Financial newspaper

John Billy Kakonikos, of Lake Success, New York, a stockbroker formerly associated with Caldwell International Securities, was fined $10,000.00 and suspended for eighteen months from associating with any Financial Industry Regulatory Authority (FINRA) member in any capacity after consenting to findings that he effected unauthorized, as well as unsuitable and excessive trades in a customer account. Letter of Acceptance, Waiver and Consent, No. 2015045718107 (Nov. 11, 2016).
According to the AWC, between September 1, 2012, and September 30, 2013, Kakonikos made recommendations and effected trades on behalf of customer, EP, within EP’s securities account. Apparently, fifty percent of the one-hundred and seventeen trades effected in EP’s account had taken place without EP providing Kakonikos requisite authorization.

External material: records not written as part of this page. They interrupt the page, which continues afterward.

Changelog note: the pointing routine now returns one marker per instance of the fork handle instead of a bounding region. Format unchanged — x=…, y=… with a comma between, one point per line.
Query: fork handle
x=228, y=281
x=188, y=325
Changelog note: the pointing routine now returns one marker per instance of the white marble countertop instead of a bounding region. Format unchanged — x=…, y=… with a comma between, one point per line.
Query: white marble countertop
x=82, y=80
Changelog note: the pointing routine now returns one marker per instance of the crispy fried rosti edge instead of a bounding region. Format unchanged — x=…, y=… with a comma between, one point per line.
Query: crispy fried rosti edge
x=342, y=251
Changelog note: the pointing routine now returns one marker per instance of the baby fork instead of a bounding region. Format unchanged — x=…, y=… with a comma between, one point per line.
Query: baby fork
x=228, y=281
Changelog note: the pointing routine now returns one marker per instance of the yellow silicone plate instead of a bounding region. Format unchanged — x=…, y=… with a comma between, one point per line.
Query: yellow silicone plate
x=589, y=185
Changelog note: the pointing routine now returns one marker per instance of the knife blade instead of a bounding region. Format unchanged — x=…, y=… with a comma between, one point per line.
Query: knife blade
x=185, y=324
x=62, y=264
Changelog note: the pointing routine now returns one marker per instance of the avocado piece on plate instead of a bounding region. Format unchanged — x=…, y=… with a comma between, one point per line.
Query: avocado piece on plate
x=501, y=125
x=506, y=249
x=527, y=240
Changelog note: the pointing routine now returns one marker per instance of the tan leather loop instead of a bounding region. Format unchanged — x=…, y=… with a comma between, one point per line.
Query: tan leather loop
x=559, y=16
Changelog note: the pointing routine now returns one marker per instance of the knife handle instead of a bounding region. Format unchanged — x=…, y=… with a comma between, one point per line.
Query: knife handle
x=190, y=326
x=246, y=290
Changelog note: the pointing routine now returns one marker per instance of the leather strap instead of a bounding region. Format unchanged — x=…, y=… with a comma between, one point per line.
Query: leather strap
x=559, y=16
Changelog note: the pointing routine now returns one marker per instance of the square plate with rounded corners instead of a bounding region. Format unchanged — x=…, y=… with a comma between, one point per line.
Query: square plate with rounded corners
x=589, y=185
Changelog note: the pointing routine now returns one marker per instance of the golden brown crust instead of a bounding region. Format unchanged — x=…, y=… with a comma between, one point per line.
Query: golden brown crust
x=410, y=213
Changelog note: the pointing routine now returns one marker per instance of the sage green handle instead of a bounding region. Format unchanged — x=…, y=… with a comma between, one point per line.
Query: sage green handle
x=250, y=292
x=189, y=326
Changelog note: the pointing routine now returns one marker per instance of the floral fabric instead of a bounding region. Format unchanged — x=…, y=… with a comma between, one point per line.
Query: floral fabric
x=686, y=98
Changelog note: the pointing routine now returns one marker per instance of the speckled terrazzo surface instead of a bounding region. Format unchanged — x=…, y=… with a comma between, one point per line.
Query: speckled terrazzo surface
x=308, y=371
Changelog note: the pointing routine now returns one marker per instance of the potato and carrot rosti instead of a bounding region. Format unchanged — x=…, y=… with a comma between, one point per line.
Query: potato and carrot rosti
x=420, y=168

The AWC revealed that EP’s account, pursuant to Kakonikos’ trading, was subject to a 49.79% cost/equity ratio and annual turnover rate of 13.68. Apparently, such trading caused EP to realize $72,524.53 in trading losses, even though Kakonikos generated $41,617.56 in commissions and fees. Ultimately, EP’s account was reportedly subject to overall costs of $53,168.22, which led EP to be subject to an overall 62.23% cost/equity ratio.
FINRA stated that Kakonikos’s trading was quantitively unsuitable and excessive for EP, in view of EP’s novice investment experience, needs, and financial circumstances. As such, FINRA found that Kakonikos’s conduct was violative of FINRA Rules 2010 and 2111.
FINRA also cited Kakonikos for effecting trades in EP’s account without authorization. Apparently, fifty-five transactions consisting of sales and purchases of securities were effected in EP’s account despite EP having no knowledge regarding such trades, nor having provided Kakonikos with any authorization. FINRA found that Kakonikos’s conduct in this regard was violative of FINRA Rule 2010.
FINRA Public Disclosure records reveal that Kakonikos has been subject to five customer arbitrations. Particularly, on August 10, 2004, Kakonikos was subject to a customer initiated investment related arbitration claim, in which the customer requested $109,536.00 in damages based upon allegations that Kakonikos effected trades in the customer’s account without authorization, and churned the customer’s account.
On March 13, 2006, a customer initiated investment related arbitration claim involving Kakonikos’ conduct was settled for $2,000.00 in damages based upon allegations that Kakonikos breached his fiduciary and contractual duties to the customer, made misrepresentations and omissions concerning investments.
On July 8, 2008, a customer initiated investment related arbitration claim involving Kakonikos’s actions was settled for $100,000.00 in damages based upon allegations against Kakonikos including breach of contract, breach of fiduciary duty, negligence, excessive trading, and churning.
On September 22, 2008, a customer filed an investment related arbitration claim involving Kakonikos’ conduct, in which the customer requested $130,000.00 in damages based upon allegations that Kakonikos traded in an excessive manner in the customer’s account. On November 10, 2008, a customer filed an investment related arbitration claim involving Kakonikos’s actions, in which the customer requested $17,442.00 in damages based upon allegations that Kakonikos made misrepresentations to the customer, and breached his fiduciary and contractual duties to the customer.
Since 1999, Kakonikos has been associated with six different broker dealers, two of which have been expelled by securities regulators for violation of federal securities laws or are otherwise defunct. Following Kakonikos’ termination from Caldwell International Securities, he became registered with Southeast Investments, N.C., Inc. from February of 2014 to February of 2016.